We have lots of evidence that lower corporate tax rates are good for growth (see here, here, and here), so that’s indirect proof.
There’s also plenty of evidence that lower corporate tax rates have a Laffer Curve effect (see here, here, and here), so that’s more indirect proof.
Today, let’s look at a direct estimate.
We’ll start with this chart looking at the effect of increases in local corporate tax rates in Germany.
I’ve highlighted the impact on wages.
But what does it actually mean? Well, here are some relevant excerpts from the accompanying study, starting with a description of theory and methodology.

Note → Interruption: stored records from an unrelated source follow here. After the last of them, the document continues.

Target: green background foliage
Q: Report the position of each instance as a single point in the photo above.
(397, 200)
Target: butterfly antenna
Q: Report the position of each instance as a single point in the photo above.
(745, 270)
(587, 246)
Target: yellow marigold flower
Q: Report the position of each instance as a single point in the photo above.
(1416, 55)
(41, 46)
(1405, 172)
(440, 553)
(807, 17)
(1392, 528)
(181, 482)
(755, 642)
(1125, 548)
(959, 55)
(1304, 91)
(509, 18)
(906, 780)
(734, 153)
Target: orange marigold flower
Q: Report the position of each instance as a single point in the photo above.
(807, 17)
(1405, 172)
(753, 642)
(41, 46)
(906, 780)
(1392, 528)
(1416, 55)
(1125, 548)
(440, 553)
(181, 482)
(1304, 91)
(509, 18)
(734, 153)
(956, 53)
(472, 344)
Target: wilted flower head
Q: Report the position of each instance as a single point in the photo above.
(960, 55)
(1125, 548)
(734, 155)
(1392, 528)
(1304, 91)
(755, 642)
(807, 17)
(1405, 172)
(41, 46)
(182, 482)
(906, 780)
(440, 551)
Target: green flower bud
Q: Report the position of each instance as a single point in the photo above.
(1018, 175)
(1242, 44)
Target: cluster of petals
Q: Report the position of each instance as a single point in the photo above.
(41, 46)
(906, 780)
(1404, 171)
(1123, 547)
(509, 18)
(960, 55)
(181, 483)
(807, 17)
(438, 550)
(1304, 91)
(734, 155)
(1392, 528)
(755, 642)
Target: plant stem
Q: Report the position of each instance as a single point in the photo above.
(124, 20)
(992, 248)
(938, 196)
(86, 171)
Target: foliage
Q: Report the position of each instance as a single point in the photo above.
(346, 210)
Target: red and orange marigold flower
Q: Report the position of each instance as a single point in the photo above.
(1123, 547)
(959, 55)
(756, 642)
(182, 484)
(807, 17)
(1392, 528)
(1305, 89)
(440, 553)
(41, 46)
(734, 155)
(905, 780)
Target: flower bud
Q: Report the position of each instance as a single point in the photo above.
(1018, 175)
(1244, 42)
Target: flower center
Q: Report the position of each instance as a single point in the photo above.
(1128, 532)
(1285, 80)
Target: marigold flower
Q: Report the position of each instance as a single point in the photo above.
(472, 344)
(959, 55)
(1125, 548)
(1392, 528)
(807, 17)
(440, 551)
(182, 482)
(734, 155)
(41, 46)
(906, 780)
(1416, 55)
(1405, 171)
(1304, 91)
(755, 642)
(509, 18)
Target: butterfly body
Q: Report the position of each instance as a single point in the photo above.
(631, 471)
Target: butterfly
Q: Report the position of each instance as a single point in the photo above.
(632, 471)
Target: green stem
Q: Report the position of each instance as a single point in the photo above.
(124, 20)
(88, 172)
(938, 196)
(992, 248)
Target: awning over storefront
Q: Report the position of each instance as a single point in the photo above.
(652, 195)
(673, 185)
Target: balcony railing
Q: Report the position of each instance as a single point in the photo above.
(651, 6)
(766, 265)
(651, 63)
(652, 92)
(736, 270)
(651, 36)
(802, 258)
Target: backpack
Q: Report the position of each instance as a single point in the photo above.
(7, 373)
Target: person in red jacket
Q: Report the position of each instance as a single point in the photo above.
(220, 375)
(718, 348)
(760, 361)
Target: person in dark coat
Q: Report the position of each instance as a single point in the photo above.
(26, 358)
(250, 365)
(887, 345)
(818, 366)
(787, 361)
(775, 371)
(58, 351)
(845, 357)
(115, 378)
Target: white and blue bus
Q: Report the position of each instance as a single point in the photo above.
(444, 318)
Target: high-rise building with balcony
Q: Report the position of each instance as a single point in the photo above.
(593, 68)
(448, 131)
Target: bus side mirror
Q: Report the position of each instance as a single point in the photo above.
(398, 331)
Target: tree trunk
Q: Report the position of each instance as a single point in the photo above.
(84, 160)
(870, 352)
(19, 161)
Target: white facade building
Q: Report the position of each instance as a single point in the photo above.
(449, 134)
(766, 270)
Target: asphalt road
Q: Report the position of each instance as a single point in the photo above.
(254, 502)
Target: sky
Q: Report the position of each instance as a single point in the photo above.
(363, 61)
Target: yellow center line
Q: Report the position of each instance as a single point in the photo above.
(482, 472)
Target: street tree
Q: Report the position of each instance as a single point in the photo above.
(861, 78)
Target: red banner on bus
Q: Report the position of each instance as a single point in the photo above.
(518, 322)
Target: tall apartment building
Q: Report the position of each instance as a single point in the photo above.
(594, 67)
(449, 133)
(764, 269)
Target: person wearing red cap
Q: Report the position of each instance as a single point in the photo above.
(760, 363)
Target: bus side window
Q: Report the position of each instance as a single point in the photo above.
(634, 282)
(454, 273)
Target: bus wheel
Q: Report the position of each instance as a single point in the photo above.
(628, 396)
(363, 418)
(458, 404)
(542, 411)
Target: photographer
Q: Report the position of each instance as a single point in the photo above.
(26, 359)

The obligation to pay a tax and bearing its economic burden are two different things. Typically (a part of) the economic burden of a tax is passed on to other economic agents through price adjustments. The fact that the legal incidence of taxation differs from its economic incidence is particularly evident in the case of corporate income taxation. While the taxpayer is a legal entity, the economic burden of a tax can only be borne by people. This paper offers the so far most comprehensive analysis of the incidence of corporate in come taxation. Combining theoretical modeling with an empirical analysis, we investigate how changes in corporate income tax rates affect the economic welfare of four groups: firm owners, workers, owners of residential real estate, and owners of commercial real estate.
And here are some results.
Our main finding is that higher corporate income tax rates significantly reduce profits, wages, as well as residential and commercial property prices. The negative effect of tax hikes on property prices and wages is increasing over time, while the negative effect on profits becomes smaller (in absolute terms). …we find that wages decline by about one percent following a one percentage point tax hike, which is close to the estimate by Fuest et al. …the U.S. Congressional Budget Office (CBO) assumes that 75 percent of the corporate income tax burden falls on capital owners and 25 percent on workers
The part that seems most relevant is the finding that wages drop by one percent if the corporate tax rate goes up by one-percentage point.